There are many helpful analyses of the bills available. Here are links to a few:
On winners and losers created by the Senate (and House) bills:
https://www.vox.com/policy-and-politics/2017/6/23/15857044/senate-health-bill-winners-losers-poor-wealthy-disabled
On the "process" the Senate followed and the result:
https://www.dailykos.com/stories/2017/6/26/1675303/-These-pictures-are-worth-a-thousand-words-and-an-untold-number-of-lives
Another way to visualize the trade-off in benefits:
https://www.vox.com/policy-and-politics/2017/6/26/15862002/tax-cuts-ahca-republican-health-plan
Keep the pressure on your Senators and Representatives. These bills are disaster.
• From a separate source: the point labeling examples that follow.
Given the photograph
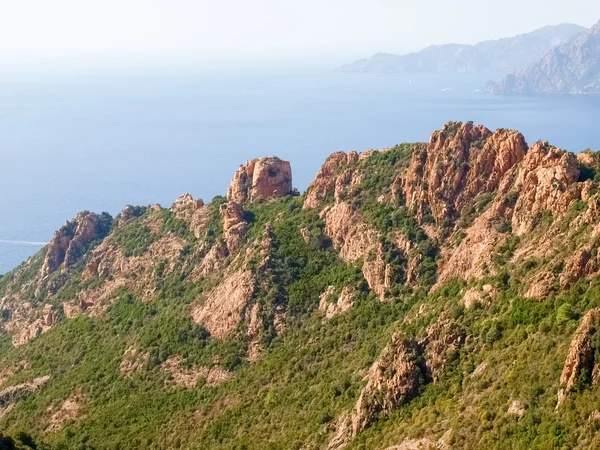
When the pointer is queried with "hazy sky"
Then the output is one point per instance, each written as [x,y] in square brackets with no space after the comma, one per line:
[225,32]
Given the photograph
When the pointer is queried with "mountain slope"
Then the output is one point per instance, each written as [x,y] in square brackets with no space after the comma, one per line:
[442,293]
[494,55]
[571,68]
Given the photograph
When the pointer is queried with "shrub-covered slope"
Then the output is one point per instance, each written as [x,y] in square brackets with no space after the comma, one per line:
[431,295]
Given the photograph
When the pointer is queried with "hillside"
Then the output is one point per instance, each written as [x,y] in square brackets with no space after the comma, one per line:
[432,295]
[570,68]
[501,55]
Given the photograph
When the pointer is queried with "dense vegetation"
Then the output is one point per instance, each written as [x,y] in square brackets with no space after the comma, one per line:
[313,372]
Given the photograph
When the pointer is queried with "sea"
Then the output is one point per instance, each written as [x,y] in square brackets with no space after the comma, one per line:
[72,142]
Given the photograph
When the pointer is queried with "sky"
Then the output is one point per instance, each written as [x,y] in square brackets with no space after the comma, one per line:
[230,32]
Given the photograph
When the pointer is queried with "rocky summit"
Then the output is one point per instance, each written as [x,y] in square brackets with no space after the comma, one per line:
[570,68]
[443,294]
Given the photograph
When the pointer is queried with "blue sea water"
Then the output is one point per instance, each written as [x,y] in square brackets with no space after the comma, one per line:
[74,143]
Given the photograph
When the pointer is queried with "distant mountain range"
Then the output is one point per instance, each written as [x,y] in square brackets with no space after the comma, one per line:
[506,54]
[570,68]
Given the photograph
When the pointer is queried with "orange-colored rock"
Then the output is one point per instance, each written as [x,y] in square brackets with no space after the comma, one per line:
[442,343]
[580,359]
[69,243]
[223,308]
[127,214]
[353,239]
[394,380]
[342,303]
[232,214]
[460,162]
[194,212]
[188,377]
[261,179]
[546,181]
[68,410]
[325,182]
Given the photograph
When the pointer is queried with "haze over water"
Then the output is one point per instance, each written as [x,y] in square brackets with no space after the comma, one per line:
[69,144]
They need to take steps to stabilize the Affordable Care Act. The Democrats are ready to work on it. As Kevin Drum at Mother Jones puts it:
... “Keep Obamacare but fix it” is practically the Democratic rallying cry these days. There’s hardly a Democrat alive who doesn’t loudly and publicly support this position. A couple of months ago all 48 Democratic senators signed a letter promising, “If repeal is abandoned, we stand ready to work with you to help all Americans get the affordable health care they need.” Every liberal rally and march includes people carrying “Don’t repeal it, fix it!” signs. I’ve personally written multiple times about this, most recently two days ago: “Obamacare’s modest problems could be fixed with nothing more than a few minor changes and additional funding of $5-10 billion or so.” Those minor changes include, possibly, a higher mandate penalty and continuing to fund the CSR subsidies. Nothing all that hard.
A detailed report on ways to stabilize the ACA can be found here:
http://www.rwjf.org/content/dam/farm/reports/issue_briefs/2016/rwjf430816
But Trump has said if there's no repeal and replace bill, just let Obamacare "crash and burn". That doesn't sound to me like he's on the side of those who voted him into office.